- #1
Joshk80k
- 17
- 0
Homework Statement
Is
[tex]\sum \frac{1}{2n(2n+1)}[/tex]
convergent or divergent?
(Note that the summation is from 1 to infinity)
Homework Equations
[tex]\int f(x) dx = L[/tex], (range is from 1 to infinity)
IF
L = [tex]\infty[/tex], divergent
L < [tex]\infty[/tex], convergent.
The Attempt at a Solution
I tried a number of tests, and this is the only convergence test that I am not sure about. I attempted the ratio and root tests, but both were inconclusive.
As for my attempt,
[tex]\int \frac{1}{2n(2n+1)}dx[/tex], using the partial fractions method to integrate,
[tex]\int \frac{1}{2n(2n+1)}dx = \int \frac{A}{2n} + \frac{B}{2n+1} [/tex]
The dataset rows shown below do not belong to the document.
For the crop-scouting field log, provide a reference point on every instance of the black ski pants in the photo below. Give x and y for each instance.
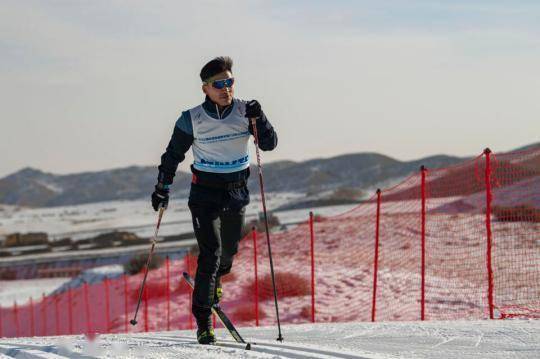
(217, 222)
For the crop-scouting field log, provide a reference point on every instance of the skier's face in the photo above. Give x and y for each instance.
(223, 97)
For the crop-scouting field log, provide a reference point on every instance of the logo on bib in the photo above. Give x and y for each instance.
(224, 164)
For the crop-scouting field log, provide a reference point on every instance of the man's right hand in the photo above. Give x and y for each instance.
(160, 197)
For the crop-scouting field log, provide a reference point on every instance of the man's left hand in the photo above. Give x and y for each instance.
(253, 110)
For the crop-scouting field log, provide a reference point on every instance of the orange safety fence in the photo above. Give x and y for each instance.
(461, 242)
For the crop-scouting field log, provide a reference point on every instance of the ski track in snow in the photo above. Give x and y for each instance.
(457, 339)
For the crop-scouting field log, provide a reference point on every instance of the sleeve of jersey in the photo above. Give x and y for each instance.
(181, 141)
(267, 134)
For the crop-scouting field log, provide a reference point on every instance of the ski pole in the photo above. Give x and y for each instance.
(154, 239)
(261, 184)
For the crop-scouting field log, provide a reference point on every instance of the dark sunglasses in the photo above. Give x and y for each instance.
(220, 84)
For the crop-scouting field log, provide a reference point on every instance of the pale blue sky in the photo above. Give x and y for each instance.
(90, 85)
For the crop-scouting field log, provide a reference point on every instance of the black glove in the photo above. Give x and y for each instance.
(253, 110)
(160, 197)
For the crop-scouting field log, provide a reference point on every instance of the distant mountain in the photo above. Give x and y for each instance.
(362, 171)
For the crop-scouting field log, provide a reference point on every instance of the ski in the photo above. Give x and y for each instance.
(216, 309)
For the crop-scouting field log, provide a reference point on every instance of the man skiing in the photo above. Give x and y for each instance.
(218, 132)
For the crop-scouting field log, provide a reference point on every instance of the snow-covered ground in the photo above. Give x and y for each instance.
(21, 290)
(459, 339)
(88, 220)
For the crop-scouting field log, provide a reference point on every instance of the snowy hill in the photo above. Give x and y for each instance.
(461, 339)
(34, 188)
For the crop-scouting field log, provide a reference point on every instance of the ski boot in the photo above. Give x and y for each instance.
(205, 331)
(218, 292)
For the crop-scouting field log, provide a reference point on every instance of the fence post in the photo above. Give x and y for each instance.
(32, 323)
(423, 290)
(255, 275)
(376, 257)
(146, 309)
(70, 310)
(56, 316)
(44, 314)
(190, 316)
(87, 309)
(16, 318)
(489, 197)
(168, 292)
(126, 328)
(312, 252)
(107, 305)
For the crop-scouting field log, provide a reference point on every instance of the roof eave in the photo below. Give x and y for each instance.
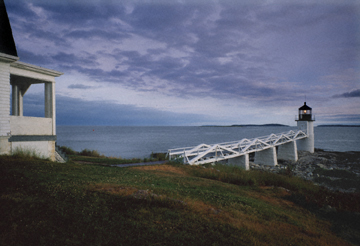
(37, 69)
[tex]1 = 2nA + 2nB + A[/tex]
Matching up coefficients,
[tex]A^0: 1 = A[/tex]
and
[tex]A^1: 0 = 2A + 2B,[/tex]
[tex]B = -A = -1[/tex]
[tex]\int \frac{1}{2n(2n+1)}dx = \int \frac{1}{2n} + \frac{-1}{2n+1} [/tex]
Using substitution,
[tex]\int \frac{1}{2n} = \frac{1}{2}ln(2n)[/tex]
and
[tex]\int \frac{-1}{2n+1} = -\frac{1}{2}ln(2n+1)[/tex]
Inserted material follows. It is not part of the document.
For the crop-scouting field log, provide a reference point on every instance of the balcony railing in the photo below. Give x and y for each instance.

So, adding these two together, and using properties of the natural log,
[tex]\frac{1}{2}ln(2n) + -\frac{1}{2}ln(2n+1) = \frac{1}{2}ln(\frac{2n}{2n+1})[/tex]
Now, inserting the bounds 1 and t (Where t is infinity),
[tex]\frac{1}{2}ln(\frac{2t}{2t+1}) - \frac{1}{2}ln(\frac{2}{3})[/tex]
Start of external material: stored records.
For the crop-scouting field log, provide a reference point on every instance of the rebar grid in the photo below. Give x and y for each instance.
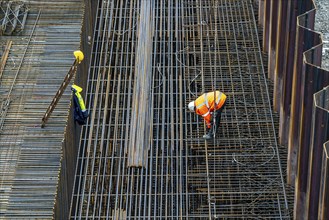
(30, 157)
(198, 46)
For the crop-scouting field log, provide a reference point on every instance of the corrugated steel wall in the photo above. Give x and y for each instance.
(295, 54)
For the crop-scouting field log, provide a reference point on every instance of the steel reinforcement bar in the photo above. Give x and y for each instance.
(197, 46)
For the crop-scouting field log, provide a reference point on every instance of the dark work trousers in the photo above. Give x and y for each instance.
(217, 115)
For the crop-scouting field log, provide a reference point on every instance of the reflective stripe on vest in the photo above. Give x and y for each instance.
(81, 102)
(205, 102)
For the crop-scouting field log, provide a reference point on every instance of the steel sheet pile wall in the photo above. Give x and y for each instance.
(30, 157)
(297, 76)
(319, 135)
(324, 188)
(197, 46)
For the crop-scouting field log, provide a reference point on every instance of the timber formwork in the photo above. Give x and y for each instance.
(196, 47)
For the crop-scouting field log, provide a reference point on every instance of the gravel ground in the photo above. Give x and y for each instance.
(322, 25)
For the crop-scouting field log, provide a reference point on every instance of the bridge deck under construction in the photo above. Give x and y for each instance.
(197, 46)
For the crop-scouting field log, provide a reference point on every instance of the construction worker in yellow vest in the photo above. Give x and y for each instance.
(205, 106)
(80, 111)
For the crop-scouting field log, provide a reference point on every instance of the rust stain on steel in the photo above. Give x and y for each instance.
(266, 16)
(304, 41)
(140, 130)
(324, 187)
(319, 135)
(281, 45)
(297, 76)
(272, 38)
(5, 57)
(287, 64)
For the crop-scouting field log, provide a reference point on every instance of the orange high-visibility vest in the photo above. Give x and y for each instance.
(204, 105)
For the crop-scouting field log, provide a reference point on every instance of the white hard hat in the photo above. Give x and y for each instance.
(191, 106)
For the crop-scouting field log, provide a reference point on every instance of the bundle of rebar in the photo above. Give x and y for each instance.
(140, 135)
(197, 46)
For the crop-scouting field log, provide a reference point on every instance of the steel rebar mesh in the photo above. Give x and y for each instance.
(198, 46)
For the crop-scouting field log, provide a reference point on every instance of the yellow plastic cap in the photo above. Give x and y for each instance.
(77, 88)
(78, 55)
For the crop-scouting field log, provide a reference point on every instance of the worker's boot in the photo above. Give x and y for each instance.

Here is where I am a little stumped. I want to say "Hey, t is infinity, and at large values of t, we can ignore the excess numbers (In this case, 2t + 1 is just a tiny bit different than 2t, so we ignore the 1 to make the cancellation) and as a result, I'll have a finite value, and for this reason, the answer is convergent.
BUT, I have always been a little shaky on convergence tests - am I doing this correctly or am I wrong to make that assumption about the cancellation?